On Sunday morning after Pat left I went for a run along the ridge, only 7 miles but felt like twice that, out to the second peak with a radio tower on it. Warm sun but cool breeze. No flowers are out yet; the new growth is only just starting to poke out from last years dry foliage. Oddly enough no rockhounds showed up on Sunday, just a crowd of ORVers and dirt bikers.

3/31/2007 (Yakima) ovc, high 40’s
I left late for Yakima so didn't arrive at the pre-race Expo until the tail end of the Marathon Maniacs reunion meeting, shortly after they announced the upcoming new website I'm building for them. Later during the dinner though, Tony announced my name again and gave me a handsome Marathon Maniacs plaque with 4 stars, my current level (achieved last fall by running four marathons/ultras in four successive weekends). Three of the dozen or so long tables for the pasta dinner were reserved for Marathon Maniacs. I picked a spot, then Little Leslie Miller joined me, then several other Maniacs, and as it turned out, Marilou #285 sat across from me and David Murray #287 sat on my left. Dinner consisted of waterlogged vermicelli and tomato sauce with widely-distributed mushrooms. I got the burger version my first time through and ate it anyway. After dinner John Bingham (the Penguin) gave a hilarious account of his conversion from a couch potato to a marathon runner. Stayed at Cedar Inn and Suites between downtown and the freeway, checked out early after an intermittent night's sleep and caught the 6:30 bus to the start in Ellensburg. Lots of yellow in the crowd there.

Linda and Little Leslie
Yakima Runners
Yakima River
Tom Rogers
I took photos of some of the more colorful Maniacs at the start and of the scenery during the race. Started out with Little Leslie #294 and Monte #438 then picked up the pace to run with Claude #460 into the canyon, then slowed down again, ran alone for a while, then met up with Tom Rogers #416 and stayed with him until about mile 20. He had a sore tendon which acted up around mile 15, so we walked quite a bit for a few miles, then I ran in fairly hard to the finish. More pictures at Yakima Marathon Mar 2007.

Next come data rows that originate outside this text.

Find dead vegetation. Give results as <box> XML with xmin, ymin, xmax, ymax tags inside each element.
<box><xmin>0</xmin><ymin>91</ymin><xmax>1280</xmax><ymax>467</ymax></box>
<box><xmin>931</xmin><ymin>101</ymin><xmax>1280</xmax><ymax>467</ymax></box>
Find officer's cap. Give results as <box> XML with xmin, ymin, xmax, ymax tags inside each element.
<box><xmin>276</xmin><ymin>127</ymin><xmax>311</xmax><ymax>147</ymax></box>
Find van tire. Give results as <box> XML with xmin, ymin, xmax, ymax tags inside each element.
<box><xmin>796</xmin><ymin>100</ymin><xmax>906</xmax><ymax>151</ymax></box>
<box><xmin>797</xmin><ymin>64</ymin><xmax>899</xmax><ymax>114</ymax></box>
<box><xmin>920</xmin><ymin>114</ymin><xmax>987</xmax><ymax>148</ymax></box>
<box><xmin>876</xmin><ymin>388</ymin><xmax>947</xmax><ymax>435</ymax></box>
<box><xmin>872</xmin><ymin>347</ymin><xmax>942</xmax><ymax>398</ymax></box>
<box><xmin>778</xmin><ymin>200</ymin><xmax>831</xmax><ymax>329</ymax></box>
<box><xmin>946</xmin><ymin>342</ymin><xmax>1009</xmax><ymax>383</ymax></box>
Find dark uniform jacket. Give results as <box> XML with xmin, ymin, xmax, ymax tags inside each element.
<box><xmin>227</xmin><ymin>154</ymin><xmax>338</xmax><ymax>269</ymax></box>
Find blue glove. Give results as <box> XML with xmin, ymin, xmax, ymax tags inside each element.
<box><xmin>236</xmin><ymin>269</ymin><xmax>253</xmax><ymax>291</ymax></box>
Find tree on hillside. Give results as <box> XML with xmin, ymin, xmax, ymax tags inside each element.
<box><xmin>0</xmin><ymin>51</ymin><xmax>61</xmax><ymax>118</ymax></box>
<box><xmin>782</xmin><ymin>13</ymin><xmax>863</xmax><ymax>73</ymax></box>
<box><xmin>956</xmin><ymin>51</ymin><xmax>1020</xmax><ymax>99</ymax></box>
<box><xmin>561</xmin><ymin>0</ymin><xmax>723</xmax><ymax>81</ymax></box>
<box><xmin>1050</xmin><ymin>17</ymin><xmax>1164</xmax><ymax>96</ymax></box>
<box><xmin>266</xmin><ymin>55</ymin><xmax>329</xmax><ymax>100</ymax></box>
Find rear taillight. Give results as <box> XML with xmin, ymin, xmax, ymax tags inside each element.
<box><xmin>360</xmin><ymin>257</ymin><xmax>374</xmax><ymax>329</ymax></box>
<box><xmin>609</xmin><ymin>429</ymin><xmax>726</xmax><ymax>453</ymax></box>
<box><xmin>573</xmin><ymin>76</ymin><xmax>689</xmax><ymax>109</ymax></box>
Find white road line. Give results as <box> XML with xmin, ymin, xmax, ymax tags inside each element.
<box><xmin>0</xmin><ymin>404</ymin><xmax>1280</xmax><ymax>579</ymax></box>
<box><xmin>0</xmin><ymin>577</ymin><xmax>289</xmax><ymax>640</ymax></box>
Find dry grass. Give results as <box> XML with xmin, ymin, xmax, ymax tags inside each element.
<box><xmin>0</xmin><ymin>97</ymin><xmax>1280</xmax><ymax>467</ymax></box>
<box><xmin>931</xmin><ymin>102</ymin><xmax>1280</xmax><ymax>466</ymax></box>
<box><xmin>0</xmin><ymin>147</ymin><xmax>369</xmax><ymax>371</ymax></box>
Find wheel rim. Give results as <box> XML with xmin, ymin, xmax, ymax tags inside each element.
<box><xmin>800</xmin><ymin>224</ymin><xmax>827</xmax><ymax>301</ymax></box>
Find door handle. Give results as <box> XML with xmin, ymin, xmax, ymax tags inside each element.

4/03/2007 pc, snow-pellet showers, 40’s
Stayed home yesterday and today with a head/chest cold which was coming on yesterday afternoon on my way home from Saddle Mountain. Didn't work much yesterday, except on the Maniacs personal info page, but did most of a day today.
Great day for juggling though. Yesterday I finally broke the 40 catch barrier with a PR of 46 catches with 5 bags, then today I shattered that record by making 70 catches before losing it.